# Free Phrag. seedlings



## abax (Feb 17, 2022)

I've got to make some room in my gh and I have several Phrag. seedlings to give away to a needy
Phrag. addict. I'll make a list if anybody is interested.


----------



## paphman (Feb 18, 2022)

I just might be interested. What do you have?


----------



## Ray (Feb 18, 2022)

Keep me in mind, as well, Angela. I find my very limited collection moving toward phrags, more and more.


----------



## NYEric (Feb 18, 2022)

I'm interested.


----------



## abax (Feb 18, 2022)

To whom it may concern: I'll have to march out to the gh in cold wet stuff to write the
names down. Gimetime! Too damn cold to mail anyway.

I don't know about you Eric. You been name calling lately. :>) 
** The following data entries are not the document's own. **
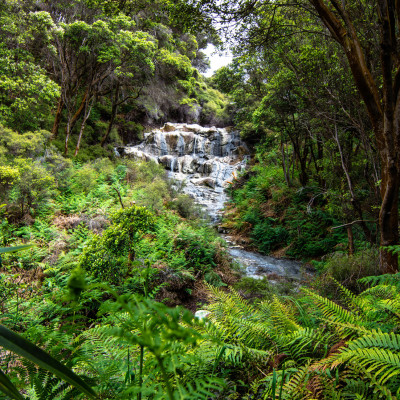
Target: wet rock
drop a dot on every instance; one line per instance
(204, 159)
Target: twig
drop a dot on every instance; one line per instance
(119, 195)
(352, 223)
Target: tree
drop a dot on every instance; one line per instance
(365, 32)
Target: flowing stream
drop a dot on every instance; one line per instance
(203, 161)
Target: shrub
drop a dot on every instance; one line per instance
(347, 270)
(109, 257)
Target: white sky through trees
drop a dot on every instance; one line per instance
(217, 60)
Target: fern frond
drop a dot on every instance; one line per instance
(334, 313)
(296, 387)
(357, 303)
The seedlings will have to go to one person. My husband of 30 years is at home and
in Hospice care. He is dying of pulmonary fibrosis very slow and miserably.


----------



## Ray (Feb 18, 2022)

I'm so sorry to hear that, Angela.

I can only handle a few, but I'd be happy to be a "central distribution point".


----------



## Djthomp28 (Feb 18, 2022)

I am so sorry to hear that, Angela. I will keep you both in my thoughts.


----------



## Paphman910 (Feb 18, 2022)

Sorry to hear about that!


----------



## Michael Bonda (Feb 18, 2022)

My deepest prayers and thoughts. I wish you the best and hope all is as peaceful and comforting for you. I would send you a gift of a slipper in bloom if possible


----------



## cnycharles (Feb 18, 2022)

very sorry to hear this Angela


----------



## eds (Feb 19, 2022)

So sorry to hear that Angela.


----------



## Just1more (Feb 19, 2022)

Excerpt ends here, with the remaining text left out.